Well, well, well: The matriarch of online liberalism has sold herself to AOL.
Personally, I’m not a fan of the Huffington Post. In addition to the fact that the site seems unnecessarily clunky, it strikes me as a really great example of opinion for the sake of opinion. With a few exceptions, most of the site’s “content” seems painfully clever. It reminds me of the Willamette Week, a Portland paper that’s a textbook example of what happens when the high school yearbook staff starts getting paid to crank out writing that can be classified as “edgy.” I don’t think there’s anything wrong with the writing, per se, in the Huffington Post (or “Huff Po” if you’re cool enough); it’s the tone of it. The word I’d use to describe it, if I were forced to pick just one, would be precious. I don’t like precious. In fact, I cannot stand precious.
That said, I do have a lot of respect for the Huffington Post. It’s an applause machine for so-called liberals, but at least it publishes “content” that does not appear to get vetted by the myth makers. And it was started, allegedly, by one person: a woman with an axe to grind. And grind it she has.
Now it belongs to AOL. And Arianna Huffington, who is about to be $333 million richer than she was this time last month, is back pedaling like nothing I’ve seen in a long while. She came on the PBS Newshour the other night along with her new pimp – excuse me, I mean boss – from AOL. I’ve listened to so many “execs” at technology companies spew forth absolute nonsense for so many years that it was instantly clear that this particular high tech “exec” is certainly in the right line of work. He talked about the stable of brands, about the new global reach of AOL. He talked about the tremendous creative talent at Huff Po, and he used the word “content” in almost every sentence. This rambling, content-void jackass is excited – excited! – about “content.” And he’s super excited about the opportunity to work with a trailblazer the likes of Arianna Huffington.
I can just imagine the PR team’s meeting the morning following the broadcast. I can imagine it because I’ve sat in more of these meetings than I care to count. A big company acquires a smaller one, not as an act of aggression, but, well, more like a romance. The acquisition, therefore, is a wedding. We joined hands because we love each other, so the script says, and it’s just such a natural fit that not becoming business partners, now that would be a story … I shudder to think how many PR people will be promoted during the next performance review season thanks to how “on message” their “execs” were.
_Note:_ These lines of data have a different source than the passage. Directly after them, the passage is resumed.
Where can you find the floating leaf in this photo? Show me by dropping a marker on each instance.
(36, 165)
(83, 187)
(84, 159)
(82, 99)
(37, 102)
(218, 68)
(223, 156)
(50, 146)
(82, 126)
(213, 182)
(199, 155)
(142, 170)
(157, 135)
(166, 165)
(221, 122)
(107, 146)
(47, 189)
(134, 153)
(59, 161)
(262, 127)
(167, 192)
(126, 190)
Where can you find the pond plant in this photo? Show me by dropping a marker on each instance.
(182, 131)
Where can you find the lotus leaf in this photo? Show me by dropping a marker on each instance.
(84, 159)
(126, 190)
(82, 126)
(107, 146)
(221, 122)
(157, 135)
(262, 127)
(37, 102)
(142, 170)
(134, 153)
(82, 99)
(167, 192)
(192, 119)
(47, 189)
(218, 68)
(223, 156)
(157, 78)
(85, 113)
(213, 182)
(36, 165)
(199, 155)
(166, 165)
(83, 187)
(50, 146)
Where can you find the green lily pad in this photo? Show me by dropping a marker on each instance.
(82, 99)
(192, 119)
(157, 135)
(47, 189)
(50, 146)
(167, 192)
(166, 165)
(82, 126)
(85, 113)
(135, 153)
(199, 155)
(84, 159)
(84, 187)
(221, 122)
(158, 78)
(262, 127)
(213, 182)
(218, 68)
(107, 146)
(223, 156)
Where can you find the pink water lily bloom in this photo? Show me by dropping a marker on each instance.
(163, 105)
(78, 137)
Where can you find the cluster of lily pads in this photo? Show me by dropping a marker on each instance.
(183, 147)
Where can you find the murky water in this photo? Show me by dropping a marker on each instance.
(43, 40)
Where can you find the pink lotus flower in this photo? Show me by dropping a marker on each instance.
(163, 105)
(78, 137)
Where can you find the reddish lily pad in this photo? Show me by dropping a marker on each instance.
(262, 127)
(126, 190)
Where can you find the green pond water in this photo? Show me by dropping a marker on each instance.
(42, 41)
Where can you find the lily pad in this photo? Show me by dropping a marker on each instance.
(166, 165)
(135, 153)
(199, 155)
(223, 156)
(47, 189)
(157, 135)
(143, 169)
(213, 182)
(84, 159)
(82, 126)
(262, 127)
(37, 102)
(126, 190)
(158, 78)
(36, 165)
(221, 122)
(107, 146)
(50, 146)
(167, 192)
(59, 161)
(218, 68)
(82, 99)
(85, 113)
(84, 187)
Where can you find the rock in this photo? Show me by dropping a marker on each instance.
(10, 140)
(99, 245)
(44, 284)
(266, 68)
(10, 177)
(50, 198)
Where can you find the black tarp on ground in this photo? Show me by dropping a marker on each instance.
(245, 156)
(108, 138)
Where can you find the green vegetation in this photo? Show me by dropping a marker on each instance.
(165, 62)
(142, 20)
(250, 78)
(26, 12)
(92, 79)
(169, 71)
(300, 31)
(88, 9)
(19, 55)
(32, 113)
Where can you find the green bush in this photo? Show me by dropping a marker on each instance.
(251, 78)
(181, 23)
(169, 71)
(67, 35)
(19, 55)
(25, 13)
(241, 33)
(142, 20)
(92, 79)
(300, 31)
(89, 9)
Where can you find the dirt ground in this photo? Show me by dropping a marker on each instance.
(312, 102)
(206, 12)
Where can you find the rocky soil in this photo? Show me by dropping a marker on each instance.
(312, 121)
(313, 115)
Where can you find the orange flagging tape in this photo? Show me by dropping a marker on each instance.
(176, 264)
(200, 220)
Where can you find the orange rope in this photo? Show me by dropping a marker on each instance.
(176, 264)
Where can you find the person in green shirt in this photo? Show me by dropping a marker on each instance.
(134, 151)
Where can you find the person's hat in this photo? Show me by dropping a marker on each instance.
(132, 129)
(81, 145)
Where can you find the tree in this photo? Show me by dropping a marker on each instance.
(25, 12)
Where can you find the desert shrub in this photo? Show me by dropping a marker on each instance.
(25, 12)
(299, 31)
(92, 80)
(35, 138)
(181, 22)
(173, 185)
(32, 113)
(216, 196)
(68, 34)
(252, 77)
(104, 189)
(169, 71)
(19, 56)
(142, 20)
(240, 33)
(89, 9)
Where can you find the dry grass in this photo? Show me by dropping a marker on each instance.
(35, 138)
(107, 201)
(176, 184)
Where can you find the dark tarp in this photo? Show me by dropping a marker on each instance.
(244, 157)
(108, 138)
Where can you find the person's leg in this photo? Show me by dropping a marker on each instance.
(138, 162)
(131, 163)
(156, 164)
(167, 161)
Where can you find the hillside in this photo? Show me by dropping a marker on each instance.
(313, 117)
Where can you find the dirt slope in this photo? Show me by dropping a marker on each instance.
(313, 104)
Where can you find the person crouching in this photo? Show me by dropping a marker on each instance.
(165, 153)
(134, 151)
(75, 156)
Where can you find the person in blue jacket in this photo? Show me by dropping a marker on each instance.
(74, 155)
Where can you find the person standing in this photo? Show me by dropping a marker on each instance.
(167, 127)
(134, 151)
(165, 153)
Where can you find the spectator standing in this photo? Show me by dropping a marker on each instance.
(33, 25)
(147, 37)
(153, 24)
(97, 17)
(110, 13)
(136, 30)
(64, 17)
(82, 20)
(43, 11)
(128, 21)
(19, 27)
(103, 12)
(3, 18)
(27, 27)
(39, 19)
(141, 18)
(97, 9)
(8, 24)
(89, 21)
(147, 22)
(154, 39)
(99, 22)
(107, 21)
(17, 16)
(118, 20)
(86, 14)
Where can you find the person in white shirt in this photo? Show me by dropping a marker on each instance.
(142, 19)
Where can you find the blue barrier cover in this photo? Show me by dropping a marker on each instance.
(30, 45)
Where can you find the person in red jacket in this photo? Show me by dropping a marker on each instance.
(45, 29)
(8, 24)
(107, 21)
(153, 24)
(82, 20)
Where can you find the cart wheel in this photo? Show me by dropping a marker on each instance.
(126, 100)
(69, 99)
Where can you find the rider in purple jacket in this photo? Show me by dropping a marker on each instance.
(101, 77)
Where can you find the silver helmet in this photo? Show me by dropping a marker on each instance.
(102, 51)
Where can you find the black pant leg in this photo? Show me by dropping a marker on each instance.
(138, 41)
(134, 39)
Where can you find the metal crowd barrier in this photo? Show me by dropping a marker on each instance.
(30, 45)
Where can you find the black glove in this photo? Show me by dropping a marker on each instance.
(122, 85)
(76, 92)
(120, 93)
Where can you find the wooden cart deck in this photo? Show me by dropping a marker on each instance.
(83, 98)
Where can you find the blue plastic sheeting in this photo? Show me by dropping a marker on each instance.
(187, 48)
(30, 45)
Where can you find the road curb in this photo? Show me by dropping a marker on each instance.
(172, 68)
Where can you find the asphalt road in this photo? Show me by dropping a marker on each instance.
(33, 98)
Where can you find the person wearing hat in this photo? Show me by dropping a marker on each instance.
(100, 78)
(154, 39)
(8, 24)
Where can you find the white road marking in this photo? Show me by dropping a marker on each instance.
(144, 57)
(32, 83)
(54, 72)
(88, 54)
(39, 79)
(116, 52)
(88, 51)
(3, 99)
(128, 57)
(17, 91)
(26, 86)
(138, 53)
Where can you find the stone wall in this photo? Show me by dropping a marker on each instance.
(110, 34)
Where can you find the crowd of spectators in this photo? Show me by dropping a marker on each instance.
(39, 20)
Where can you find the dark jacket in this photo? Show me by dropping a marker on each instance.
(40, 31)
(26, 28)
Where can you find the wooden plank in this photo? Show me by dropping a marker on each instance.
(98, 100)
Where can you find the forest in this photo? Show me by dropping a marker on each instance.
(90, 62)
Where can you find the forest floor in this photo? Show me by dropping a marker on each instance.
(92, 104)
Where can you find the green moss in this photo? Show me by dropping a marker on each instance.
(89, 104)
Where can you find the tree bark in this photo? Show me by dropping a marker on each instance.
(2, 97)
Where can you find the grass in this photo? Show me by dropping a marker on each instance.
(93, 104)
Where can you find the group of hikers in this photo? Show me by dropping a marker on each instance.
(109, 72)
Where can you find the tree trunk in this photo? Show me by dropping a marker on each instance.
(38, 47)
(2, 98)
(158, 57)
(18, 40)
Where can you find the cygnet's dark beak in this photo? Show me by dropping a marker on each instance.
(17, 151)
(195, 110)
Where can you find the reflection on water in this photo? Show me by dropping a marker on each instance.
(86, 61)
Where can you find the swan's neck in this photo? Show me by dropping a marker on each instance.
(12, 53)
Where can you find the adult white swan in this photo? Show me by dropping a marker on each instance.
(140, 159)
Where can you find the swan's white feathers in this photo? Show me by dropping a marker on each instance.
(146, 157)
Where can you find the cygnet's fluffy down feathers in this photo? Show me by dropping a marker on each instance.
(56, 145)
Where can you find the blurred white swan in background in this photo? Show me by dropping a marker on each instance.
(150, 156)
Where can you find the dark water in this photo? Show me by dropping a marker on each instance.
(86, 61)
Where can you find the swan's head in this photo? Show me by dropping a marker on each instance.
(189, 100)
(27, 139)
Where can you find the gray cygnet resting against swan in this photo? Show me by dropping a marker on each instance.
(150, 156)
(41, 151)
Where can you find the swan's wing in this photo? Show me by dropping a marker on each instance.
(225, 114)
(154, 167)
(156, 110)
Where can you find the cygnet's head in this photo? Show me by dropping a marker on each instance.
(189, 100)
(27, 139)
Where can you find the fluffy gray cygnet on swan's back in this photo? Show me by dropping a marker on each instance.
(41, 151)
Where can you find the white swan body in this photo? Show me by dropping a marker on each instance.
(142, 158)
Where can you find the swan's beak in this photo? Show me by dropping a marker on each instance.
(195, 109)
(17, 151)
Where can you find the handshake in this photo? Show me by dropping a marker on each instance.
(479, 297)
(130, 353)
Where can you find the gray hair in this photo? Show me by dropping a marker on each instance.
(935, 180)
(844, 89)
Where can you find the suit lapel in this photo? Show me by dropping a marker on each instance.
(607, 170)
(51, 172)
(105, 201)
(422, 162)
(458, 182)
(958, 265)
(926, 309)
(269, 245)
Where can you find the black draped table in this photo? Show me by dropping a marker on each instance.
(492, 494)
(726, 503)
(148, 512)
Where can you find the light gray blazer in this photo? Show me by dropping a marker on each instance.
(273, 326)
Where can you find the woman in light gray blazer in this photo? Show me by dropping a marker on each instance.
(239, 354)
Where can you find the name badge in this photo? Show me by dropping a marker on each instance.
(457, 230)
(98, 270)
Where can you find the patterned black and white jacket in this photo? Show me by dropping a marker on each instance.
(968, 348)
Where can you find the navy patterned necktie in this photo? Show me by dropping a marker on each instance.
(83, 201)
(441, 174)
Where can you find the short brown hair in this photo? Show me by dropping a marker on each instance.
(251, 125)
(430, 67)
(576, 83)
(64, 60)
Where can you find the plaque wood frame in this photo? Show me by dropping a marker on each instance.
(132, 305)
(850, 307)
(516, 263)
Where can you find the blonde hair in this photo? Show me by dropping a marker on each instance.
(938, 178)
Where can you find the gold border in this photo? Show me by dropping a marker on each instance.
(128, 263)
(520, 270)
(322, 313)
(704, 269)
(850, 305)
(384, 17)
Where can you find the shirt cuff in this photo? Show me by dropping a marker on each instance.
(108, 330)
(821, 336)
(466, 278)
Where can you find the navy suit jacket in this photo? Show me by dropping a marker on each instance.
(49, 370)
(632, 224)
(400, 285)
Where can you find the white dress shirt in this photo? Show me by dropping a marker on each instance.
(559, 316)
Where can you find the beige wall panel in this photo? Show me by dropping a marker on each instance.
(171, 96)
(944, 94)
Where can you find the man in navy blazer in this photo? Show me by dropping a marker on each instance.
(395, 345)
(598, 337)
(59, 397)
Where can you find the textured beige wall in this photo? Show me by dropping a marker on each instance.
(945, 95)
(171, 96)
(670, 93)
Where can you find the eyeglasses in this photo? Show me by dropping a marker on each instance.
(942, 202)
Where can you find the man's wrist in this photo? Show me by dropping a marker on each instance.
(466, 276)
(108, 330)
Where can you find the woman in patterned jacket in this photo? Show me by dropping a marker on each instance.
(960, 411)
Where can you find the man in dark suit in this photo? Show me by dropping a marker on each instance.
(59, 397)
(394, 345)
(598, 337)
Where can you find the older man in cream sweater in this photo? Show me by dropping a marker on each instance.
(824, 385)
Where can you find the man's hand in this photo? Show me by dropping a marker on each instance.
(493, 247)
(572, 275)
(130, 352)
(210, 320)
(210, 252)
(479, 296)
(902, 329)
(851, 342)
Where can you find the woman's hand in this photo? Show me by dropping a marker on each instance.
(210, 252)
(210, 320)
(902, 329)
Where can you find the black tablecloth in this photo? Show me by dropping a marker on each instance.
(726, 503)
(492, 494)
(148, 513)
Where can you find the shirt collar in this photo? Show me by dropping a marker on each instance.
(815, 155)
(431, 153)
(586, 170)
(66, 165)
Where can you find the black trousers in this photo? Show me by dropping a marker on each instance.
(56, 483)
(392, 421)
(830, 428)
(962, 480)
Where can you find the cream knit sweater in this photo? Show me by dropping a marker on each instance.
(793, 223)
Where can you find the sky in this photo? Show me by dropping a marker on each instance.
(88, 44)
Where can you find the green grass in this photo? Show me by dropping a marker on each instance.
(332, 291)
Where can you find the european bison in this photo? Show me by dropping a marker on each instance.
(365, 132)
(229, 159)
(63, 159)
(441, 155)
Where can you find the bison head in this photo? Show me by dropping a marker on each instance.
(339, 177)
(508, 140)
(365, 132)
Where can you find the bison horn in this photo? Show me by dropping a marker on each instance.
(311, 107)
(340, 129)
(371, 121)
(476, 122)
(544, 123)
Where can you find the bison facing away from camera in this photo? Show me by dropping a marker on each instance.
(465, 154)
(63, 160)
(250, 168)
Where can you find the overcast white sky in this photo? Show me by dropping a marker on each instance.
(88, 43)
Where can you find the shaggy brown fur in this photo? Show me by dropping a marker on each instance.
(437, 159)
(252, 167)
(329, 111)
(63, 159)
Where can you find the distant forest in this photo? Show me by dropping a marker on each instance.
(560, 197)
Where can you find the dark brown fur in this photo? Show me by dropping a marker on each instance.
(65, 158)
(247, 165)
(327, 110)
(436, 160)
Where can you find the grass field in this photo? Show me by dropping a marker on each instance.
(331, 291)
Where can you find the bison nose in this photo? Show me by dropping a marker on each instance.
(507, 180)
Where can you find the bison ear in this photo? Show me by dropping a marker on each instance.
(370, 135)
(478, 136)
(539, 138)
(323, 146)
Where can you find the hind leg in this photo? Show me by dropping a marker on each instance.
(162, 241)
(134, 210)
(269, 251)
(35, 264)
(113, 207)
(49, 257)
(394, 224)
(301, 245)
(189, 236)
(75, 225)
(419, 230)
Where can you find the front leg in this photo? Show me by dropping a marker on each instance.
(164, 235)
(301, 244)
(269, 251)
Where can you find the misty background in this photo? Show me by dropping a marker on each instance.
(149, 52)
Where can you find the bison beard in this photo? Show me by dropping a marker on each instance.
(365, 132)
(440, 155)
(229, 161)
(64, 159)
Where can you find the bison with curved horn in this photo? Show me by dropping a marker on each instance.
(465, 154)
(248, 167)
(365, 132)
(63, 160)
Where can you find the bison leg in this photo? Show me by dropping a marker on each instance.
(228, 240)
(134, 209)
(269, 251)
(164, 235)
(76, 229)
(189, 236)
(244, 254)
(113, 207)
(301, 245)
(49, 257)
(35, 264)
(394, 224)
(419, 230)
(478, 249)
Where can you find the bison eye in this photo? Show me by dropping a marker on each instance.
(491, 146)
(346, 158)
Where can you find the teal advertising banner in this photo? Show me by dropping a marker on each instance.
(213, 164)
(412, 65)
One thing I have never experienced, on the other hand, is working on an acquisition that has a spokesperson as coachable as Arianna Huffington. Now that she’s got $333 million in her checking account, she all but scoffed at Jeffrey Brown’s suggestion that the Huff Po is known for its left-of-center editorial stance. Oh no! she said. There is so much more to the site than politics. There’s culture, there’s lifestyle, there are book reviews and entertainment. And there’s lots on Huff Po that’s local – or, as she says it, since lying is somehow more tolerable if it’s done with a European accent, “laaahhh kal.” As if she’d just inhaled a bump or two of something very expensive, as Jeffrey Brown looked as if he was trying to not react to a shadowy blur he’d just realized was in fact the tail of a rat dashing across the floor of the Newshour studio, Arianna Huffington explained that this new adventure is going to be really, really great for people who live in parts of the country where local news is a dying commodity. Why? you may wonder, given the “content aggregation” (that’s code talk for rerunning stories rather than creating anything original) and the global reach and so on and so forth. How? Simple: The new dynamic duo is going to empower local communities. That’s how.